There I was, emptying the laundry basket and pairing up all of the socks, when I stumbled across just what this whole thing reminds me of. By “whole thing,” of course, I mean life.
Can you remember back in grade school, when a teacher would call in sick and you’d get a substitute teacher for a day or two? There were some substitutes who were really gung-ho about their job, and when they took the helm, it was basically like nothing had changed. You’d still have a coherent lesson plan and homework, the whole nine. But every now and then you’d end up with a substitute teacher who was basically just a placeholder. She’d sit at the desk, looking vaguely bored (and maybe a little frightened), and the class would spend the entire period pretending to do some busy work, but really writing notes and doodling in the margins, whatever.

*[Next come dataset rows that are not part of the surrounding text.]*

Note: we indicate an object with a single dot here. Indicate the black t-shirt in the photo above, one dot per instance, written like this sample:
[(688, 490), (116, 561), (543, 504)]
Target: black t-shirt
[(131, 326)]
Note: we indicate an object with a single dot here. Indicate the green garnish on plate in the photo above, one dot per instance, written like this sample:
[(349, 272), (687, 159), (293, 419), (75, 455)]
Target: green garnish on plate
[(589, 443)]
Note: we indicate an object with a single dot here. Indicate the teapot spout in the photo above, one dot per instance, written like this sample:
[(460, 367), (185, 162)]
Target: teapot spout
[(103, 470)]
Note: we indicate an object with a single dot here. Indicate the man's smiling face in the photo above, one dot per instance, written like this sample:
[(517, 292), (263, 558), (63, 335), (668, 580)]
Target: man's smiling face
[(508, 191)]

I’m not saying I wasn’t like other kids; there were times when I celebrated in this kind of time wastage. It was always fun when the substitute would show a movie, or give us art exercises. But most of the time I hated the empty space. It always reeked of “waiting around.” Everyone was waiting for the next thing. Now was pointless. The busy work wasn’t going to get counted towards your grade, other than maybe towards participation. No one wanted to be there, and everyone knew it. You were all stuck together, sharing the same time suck against your wills, waiting for lunch, or recess, or the bus ride home, whatever came next. Even math class was preferable to the emptiness of substitute hell.
Anyway, that’s what this feels like. Empty. Endless. Monotonous. I’m tired of being here. It is pointless to exist, and at the heart of it, I believe that there is nothing else but this pointlessness. How disappointing.
But ultimately, this realization is what I’ve been trying to get to, I believe. An understanding of what was at my core, what I’ve been overlooking, blanketed as it was by the symptoms of my anxiety and comforted by my food addiction. Now that I can feel it properly, I know that it’s something I’ve felt before, and tried to ignore (many times, in fact). But I’m a different person this time, so I’ll try a new approach. I’ll try being mindful of this big empty closet that is life, and see if I can put a few things into it, to make the void seem a little less like an echo chamber. To find a way to be comforted, and to comfort, until I can finally be done with being.